"We can throw our sources on the street and identify a guy by his nickname as quickly as if we ran an MVA check," Brown said. "Even though their intent may be to try and elude law enforcement, it's not really a problem."
The names can be given by others, or made up by the holder. Some are based on physical characteristics (Nawojczyk remembers a guy dubbed "Ugly Man" for obvious reasons), some wishful thinking, and others just plain mean-spiritedness.
"Friends are harsh and make stuff up to belittle you," said Assistant State's Attorney Gerry Volatile. "Usually, the guy with the eyeball [that strays to one side] is 'Goo Eye,' or the guy with the really big head is 'Horsehead.' "
And it's not unusual for people to have multiple nicknames. Volatile remembers talking to a guy's family using what he thought was the man's nickname but found out at home they called him something else: "Stinky."
Most people are familiar with such names from TV and the movies. The first episode of the first season of "The Wire" opens with a Baltimore detective asking how a freshly murdered man got the nickname "Snot Boogie." And the mobster movie "Goodfellas" has its Fat Andy, Johnny Roast Beef and Jimmy Two Times ("who got that nickname because he said everything twice, like: 'I'm gonna go get the papers, get the papers.' ")
But the fiction is based on reality; evidence the recent Johnny Depp historical drama "Public Enemies" about 1930s gangsters John Dillinger, "Baby Face" Nelson and "Pretty Boy" Floyd.
Marcus "Pound" Pearson, who was recently sentenced to 35 years in federal prison for his role in a Baltimore County witness murder, got his nickname because he used to arrange dog fights, said Gary Ruby, the lead Baltimore County police detective on the murder case. One of Pound's co-defendants, a fellow Blood member named Jonathan Cornish, was known as "Brazy" because he was a little crazy. But being a Blood, he can't use the letter "C" in his name, so he became Brazy.
James Dinkins, recently sentenced to life in federal prison for running a Baltimore drug operation and committing multiple murders, was known as "Miami" because he was sent to Florida as a kid for help with his learning disabilities.
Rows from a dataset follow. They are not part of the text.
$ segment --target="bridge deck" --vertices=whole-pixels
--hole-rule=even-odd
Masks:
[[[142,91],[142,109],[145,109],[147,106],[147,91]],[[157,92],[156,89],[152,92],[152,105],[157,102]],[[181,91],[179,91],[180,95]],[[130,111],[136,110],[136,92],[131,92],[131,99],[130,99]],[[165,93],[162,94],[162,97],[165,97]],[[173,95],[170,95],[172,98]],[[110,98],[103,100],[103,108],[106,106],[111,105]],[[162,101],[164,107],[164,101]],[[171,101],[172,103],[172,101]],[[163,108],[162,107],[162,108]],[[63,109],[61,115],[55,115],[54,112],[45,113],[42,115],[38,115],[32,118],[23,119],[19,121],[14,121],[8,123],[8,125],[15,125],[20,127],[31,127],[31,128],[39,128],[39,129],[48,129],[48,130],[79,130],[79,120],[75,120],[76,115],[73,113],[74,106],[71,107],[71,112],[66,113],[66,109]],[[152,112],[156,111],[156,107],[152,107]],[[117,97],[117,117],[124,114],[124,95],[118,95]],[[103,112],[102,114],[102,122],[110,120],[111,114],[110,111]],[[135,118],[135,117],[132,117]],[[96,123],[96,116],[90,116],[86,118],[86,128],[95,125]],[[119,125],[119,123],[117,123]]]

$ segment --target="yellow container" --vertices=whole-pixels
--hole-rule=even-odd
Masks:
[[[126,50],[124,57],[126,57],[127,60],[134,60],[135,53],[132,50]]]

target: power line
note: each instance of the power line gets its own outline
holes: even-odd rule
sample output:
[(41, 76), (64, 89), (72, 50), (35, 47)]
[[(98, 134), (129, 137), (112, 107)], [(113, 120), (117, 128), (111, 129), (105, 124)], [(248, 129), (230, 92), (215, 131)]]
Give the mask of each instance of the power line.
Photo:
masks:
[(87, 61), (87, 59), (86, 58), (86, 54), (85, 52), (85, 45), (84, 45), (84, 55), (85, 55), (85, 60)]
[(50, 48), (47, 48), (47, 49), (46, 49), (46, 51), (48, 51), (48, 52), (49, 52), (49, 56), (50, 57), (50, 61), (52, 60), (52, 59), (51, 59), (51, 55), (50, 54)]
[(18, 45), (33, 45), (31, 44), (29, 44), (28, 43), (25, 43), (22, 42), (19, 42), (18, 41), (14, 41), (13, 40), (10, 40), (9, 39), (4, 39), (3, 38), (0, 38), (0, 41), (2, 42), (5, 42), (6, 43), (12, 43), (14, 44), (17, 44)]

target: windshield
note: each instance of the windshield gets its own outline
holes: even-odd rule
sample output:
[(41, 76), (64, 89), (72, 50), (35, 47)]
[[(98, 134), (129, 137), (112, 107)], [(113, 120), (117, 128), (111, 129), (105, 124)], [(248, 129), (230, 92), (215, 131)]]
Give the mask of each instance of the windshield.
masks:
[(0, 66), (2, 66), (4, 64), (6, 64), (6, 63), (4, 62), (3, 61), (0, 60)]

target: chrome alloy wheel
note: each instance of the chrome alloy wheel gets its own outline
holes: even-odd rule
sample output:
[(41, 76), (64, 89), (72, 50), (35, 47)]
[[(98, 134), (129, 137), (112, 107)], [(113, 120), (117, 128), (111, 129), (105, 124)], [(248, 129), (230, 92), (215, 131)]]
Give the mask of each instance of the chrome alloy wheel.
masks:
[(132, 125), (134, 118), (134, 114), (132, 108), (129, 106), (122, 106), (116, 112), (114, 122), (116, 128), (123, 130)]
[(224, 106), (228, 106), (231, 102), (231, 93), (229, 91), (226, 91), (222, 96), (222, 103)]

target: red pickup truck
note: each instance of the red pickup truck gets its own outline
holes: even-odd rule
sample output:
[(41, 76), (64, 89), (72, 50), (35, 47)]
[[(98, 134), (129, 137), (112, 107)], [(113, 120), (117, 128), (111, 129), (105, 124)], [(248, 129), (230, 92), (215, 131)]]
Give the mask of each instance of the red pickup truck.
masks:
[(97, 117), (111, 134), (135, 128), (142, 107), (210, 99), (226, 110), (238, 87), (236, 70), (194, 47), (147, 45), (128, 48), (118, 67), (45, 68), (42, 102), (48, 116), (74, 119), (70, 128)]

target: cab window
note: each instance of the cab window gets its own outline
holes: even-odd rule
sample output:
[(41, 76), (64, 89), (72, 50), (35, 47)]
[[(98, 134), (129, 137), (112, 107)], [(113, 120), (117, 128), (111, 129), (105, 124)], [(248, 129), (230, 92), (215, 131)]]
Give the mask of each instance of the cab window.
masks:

One Arkansas robber was called "Bushman" because he liked to hide in bushes and jump out.
And an agent in Brown's group tells of a man called "Chicken," because when he was a kid, his mother used to stuff wings in his pockets before sending him to the corner to sell dope, "so he'd have something to eat."
Still, Brown cautioned, just because the names sound harmless, doesn't mean the people are.
"The name may have arisen out of some innocent act or behavior," Brown acknowledges. "But when they grew up, we're potentially dealing with killers."